Classify structured data into predefined or open-ended categories.

Industry classification

Classify companies by their industry sector:

from typing import Literal
from pydantic import BaseModel, Field
from smelt import Model, Job

class IndustryClassification(BaseModel):
    sector: str = Field(description="Primary industry sector (e.g. Technology, Healthcare, Finance)")
    sub_sector: str = Field(description="More specific sub-sector (e.g.

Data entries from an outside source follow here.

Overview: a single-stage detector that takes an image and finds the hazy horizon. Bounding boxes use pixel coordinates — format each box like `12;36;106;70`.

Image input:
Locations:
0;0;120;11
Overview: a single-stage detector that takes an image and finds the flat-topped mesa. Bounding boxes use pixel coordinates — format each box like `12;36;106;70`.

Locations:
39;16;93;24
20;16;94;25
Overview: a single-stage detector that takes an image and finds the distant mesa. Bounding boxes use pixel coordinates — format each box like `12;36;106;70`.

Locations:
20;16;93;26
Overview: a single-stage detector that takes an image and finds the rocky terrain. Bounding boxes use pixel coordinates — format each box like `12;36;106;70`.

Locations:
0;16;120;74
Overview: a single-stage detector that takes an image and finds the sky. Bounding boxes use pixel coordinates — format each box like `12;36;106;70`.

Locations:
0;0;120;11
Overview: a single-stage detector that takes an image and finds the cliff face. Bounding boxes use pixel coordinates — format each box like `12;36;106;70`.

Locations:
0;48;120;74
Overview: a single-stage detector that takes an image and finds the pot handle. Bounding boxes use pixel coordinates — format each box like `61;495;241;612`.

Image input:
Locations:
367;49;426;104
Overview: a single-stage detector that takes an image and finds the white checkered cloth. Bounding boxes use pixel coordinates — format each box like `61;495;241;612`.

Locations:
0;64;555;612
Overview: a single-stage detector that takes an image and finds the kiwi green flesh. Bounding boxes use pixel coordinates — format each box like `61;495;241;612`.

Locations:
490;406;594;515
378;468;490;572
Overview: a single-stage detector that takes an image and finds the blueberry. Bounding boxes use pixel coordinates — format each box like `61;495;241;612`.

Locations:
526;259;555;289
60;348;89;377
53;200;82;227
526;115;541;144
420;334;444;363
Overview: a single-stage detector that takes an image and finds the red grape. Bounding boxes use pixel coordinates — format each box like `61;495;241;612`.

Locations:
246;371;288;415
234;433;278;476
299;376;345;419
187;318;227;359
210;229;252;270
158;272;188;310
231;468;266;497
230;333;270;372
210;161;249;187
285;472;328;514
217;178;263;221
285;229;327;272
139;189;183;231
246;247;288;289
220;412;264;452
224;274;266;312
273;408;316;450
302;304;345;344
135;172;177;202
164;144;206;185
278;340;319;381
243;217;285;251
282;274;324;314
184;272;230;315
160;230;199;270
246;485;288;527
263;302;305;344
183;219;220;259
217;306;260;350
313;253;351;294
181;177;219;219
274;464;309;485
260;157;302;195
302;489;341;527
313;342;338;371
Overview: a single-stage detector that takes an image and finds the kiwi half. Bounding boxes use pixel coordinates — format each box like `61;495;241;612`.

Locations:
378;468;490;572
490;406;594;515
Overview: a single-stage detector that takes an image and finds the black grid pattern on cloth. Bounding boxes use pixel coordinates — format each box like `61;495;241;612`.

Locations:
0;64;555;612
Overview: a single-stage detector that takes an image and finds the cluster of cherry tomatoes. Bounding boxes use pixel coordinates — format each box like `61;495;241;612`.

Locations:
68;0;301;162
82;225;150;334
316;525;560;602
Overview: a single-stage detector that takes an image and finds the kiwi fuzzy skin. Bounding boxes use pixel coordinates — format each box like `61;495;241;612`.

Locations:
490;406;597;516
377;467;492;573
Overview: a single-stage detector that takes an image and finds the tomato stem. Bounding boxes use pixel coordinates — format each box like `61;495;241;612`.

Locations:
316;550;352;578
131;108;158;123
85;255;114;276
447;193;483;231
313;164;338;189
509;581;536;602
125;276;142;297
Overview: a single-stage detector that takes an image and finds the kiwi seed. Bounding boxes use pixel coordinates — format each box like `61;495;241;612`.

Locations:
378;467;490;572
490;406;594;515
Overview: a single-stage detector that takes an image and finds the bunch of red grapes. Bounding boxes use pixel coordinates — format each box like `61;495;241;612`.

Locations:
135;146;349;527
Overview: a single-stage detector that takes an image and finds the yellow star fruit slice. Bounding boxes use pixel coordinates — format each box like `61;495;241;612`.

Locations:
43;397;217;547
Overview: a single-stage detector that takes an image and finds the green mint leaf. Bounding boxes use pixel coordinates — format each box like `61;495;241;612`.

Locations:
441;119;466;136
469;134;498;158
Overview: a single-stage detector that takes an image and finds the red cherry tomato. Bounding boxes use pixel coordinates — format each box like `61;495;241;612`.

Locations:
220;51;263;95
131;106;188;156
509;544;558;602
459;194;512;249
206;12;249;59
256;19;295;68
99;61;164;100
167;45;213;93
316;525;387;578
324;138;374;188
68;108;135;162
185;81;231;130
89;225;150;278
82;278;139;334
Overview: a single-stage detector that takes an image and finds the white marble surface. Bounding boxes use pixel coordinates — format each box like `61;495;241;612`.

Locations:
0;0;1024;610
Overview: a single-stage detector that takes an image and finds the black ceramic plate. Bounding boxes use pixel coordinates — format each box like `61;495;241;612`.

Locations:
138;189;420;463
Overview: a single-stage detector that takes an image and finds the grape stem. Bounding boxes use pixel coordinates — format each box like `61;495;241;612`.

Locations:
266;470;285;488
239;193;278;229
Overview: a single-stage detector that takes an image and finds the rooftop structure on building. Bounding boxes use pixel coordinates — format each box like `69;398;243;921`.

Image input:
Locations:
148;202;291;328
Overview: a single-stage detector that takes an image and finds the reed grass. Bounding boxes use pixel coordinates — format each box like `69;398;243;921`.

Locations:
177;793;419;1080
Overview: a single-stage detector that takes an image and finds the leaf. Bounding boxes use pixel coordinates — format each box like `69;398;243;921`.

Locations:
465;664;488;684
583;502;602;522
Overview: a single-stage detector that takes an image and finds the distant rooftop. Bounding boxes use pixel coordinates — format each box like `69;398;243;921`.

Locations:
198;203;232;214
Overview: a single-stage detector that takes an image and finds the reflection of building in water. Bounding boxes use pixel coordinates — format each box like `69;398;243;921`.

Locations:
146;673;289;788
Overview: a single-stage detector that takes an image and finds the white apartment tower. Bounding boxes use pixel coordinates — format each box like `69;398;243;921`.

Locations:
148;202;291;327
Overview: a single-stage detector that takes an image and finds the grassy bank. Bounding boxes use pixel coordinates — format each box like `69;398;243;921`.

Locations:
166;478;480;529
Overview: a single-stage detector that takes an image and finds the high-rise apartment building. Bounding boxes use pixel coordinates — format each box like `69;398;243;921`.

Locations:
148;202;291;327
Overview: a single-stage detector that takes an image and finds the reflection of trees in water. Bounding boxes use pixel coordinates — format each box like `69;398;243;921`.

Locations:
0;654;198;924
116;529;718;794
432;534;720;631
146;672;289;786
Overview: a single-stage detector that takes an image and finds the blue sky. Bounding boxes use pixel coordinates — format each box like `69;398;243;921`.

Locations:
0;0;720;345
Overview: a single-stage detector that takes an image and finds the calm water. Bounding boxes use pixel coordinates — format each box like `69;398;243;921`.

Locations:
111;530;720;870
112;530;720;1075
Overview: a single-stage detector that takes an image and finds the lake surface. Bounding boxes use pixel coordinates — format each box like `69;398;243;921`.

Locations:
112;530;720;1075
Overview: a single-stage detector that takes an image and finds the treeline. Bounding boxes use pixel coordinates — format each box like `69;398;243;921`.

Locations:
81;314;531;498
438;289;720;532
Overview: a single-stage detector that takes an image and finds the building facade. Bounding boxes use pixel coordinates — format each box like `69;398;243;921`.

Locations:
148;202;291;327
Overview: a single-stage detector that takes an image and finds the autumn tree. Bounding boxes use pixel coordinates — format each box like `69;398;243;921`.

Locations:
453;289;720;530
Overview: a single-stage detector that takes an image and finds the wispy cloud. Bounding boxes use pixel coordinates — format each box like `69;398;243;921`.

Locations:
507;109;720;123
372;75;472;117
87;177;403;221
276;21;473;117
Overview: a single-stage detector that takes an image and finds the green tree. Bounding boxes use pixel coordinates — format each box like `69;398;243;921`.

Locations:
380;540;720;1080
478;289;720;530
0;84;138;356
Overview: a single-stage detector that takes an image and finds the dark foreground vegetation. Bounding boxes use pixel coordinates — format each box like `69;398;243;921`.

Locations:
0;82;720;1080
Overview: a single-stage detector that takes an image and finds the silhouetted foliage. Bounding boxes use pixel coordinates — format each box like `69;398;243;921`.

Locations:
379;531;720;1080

Cloud Computing, Pharmaceuticals)")
    is_public: bool = Field(description="Whether the company is publicly traded on a major exchange")

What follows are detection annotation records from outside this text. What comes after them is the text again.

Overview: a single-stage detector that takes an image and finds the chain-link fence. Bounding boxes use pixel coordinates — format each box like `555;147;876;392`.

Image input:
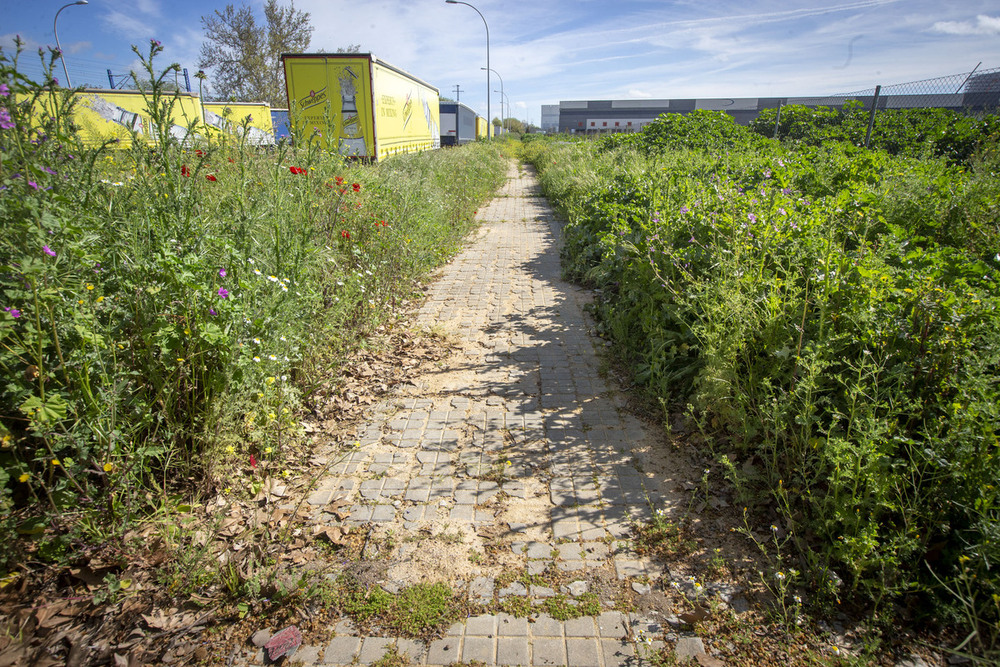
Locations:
774;65;1000;146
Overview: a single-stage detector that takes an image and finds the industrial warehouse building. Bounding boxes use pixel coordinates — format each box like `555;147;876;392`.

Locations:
542;71;1000;134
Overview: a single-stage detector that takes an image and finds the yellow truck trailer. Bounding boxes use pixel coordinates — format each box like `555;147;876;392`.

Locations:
281;53;441;160
67;90;274;147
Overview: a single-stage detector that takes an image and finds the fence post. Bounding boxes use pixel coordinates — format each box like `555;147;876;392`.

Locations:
865;86;882;148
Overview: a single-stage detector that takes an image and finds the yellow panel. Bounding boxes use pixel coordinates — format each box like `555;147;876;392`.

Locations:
202;102;274;146
284;56;375;157
373;62;441;159
73;90;201;147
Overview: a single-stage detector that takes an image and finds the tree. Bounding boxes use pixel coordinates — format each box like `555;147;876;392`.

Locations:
198;0;313;107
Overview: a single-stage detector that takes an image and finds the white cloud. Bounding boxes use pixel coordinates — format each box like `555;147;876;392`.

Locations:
931;14;1000;35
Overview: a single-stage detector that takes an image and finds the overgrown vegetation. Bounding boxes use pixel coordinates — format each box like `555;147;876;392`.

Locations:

model = Model(provider="openai", name="gpt-4.1-mini")
job = Job(
    prompt="Classify each company by its primary industry sector and sub-sector. "
           "Determine if the company is publicly traded on a major stock exchange (NYSE, NASDAQ, etc.).",
    output_model=IndustryClassification,
    batch_size=10,
)

companies = [
    {"name": "Apple Inc.", "description": "Consumer electronics, software, and services", "founded": "1976"},
    {"name": "JPMorgan Chase", "description": "Global financial services and investment banking", "founded": "1799"},
    {"name": "Pfizer", "description": "Pharmaceutical company developing medicines and vaccines", "founded": "1849"},
    {"name": "Tesla", "description": "Electric vehicles and clean energy products", "founded": "2003"},
    {"name": "Spotify", "description": "Digital music and podcast streaming platform", "founded": "2006"},
]

result = job.run(model, data=companies)

for company, cls in zip(companies, result.data):
    print(f"{company['name']:20s}{cls.sector} / {cls.sub_sector} (public: {cls.is_public})")

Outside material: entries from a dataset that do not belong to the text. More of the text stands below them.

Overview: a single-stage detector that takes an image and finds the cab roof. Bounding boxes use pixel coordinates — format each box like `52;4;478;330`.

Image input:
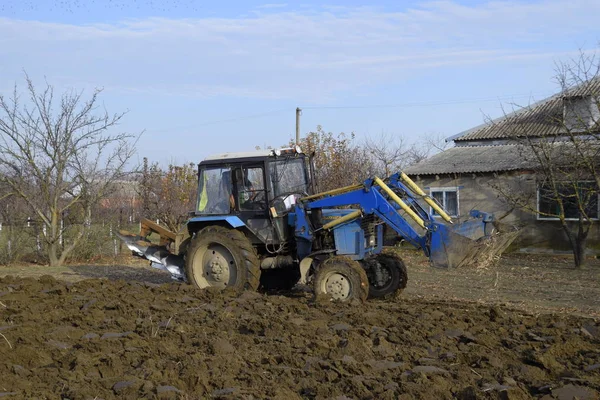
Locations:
200;146;302;164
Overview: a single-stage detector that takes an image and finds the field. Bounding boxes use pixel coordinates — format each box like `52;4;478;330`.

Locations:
0;251;600;400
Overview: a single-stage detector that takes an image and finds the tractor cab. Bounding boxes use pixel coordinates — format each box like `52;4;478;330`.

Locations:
190;147;312;245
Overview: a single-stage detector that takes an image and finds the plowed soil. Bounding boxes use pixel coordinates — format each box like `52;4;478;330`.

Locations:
0;252;600;400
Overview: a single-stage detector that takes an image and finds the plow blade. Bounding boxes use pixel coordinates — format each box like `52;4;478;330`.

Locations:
430;212;519;268
117;231;185;280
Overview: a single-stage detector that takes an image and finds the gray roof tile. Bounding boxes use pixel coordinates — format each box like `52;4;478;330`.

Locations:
404;144;531;175
450;78;600;142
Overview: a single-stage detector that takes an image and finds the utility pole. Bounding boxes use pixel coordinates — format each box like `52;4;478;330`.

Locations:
296;107;302;146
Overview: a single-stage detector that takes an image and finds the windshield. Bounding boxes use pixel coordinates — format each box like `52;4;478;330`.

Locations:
270;158;307;197
198;167;232;214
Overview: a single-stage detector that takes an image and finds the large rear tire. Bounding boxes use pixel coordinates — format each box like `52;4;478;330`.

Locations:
185;226;260;290
365;253;408;298
314;256;369;301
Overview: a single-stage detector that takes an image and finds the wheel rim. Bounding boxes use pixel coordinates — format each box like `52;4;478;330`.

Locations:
321;272;352;300
369;262;392;289
194;243;237;288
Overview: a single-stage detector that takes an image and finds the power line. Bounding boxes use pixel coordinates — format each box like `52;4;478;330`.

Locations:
300;94;550;110
154;94;549;132
194;108;289;127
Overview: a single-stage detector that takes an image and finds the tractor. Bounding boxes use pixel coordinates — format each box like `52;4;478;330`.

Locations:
120;147;506;301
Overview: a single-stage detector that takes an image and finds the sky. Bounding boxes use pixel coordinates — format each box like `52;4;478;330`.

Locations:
0;0;600;164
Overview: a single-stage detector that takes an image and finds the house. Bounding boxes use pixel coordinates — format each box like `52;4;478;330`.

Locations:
405;79;600;251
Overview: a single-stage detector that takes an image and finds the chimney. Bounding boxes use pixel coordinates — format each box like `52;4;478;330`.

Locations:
563;95;600;132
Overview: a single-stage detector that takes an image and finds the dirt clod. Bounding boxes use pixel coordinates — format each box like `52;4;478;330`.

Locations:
0;266;600;400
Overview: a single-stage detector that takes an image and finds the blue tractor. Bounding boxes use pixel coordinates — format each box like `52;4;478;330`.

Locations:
120;148;510;301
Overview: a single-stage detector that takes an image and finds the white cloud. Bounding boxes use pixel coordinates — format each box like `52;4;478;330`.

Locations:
0;0;600;101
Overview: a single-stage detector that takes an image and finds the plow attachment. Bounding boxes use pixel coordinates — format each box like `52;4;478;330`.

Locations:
430;211;519;268
117;219;185;280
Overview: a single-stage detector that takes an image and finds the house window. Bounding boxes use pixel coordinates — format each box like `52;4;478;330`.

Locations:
538;182;598;220
430;187;458;217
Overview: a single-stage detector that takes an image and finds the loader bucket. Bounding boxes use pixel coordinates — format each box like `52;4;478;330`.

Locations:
429;211;519;268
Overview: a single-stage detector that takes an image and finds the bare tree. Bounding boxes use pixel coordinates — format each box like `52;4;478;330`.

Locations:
139;158;198;232
290;125;374;191
0;75;134;266
496;52;600;267
403;133;450;167
364;133;408;177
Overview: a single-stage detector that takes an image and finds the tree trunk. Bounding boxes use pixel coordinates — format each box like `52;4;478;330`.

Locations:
561;221;590;268
47;242;62;267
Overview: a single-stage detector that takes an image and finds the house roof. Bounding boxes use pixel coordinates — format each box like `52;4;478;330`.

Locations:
448;78;600;144
404;144;531;175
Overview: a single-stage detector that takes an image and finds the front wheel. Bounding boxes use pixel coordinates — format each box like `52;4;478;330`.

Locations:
185;226;260;290
314;256;369;301
365;253;408;298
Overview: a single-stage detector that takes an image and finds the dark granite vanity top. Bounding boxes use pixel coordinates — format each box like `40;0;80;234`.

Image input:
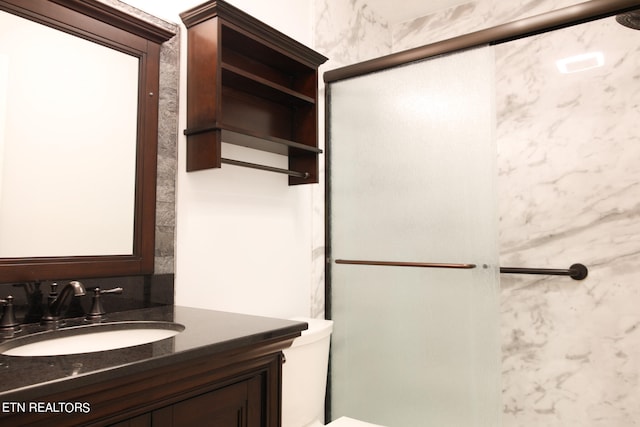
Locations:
0;306;307;401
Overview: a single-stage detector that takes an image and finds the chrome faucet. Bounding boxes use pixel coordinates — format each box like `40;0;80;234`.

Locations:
42;280;86;324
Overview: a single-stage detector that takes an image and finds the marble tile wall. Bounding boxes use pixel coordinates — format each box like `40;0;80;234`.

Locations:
316;0;640;427
310;0;391;317
496;18;640;427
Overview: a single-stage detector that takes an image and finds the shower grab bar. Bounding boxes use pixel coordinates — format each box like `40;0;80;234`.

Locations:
335;259;589;280
220;158;310;179
335;259;476;269
500;263;589;280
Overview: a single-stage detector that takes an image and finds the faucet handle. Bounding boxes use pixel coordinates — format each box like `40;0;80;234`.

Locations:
86;287;124;322
0;295;20;331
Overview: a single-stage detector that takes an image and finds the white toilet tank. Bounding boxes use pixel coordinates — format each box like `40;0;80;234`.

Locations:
282;317;333;427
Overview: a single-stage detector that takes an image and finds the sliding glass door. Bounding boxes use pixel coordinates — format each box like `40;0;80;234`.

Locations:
327;47;500;427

Category assignment with constrained values

Use Literal types to restrict outputs to a fixed set of categories:

class TicketCategory(BaseModel):
    category: Literal["billing", "technical", "shipping", "account", "general"] = Field(
        description="Support ticket category"
    )
    priority: Literal["low", "medium", "high", "urgent"] = Field(
        description="Priority level based on urgency and business impact"
    )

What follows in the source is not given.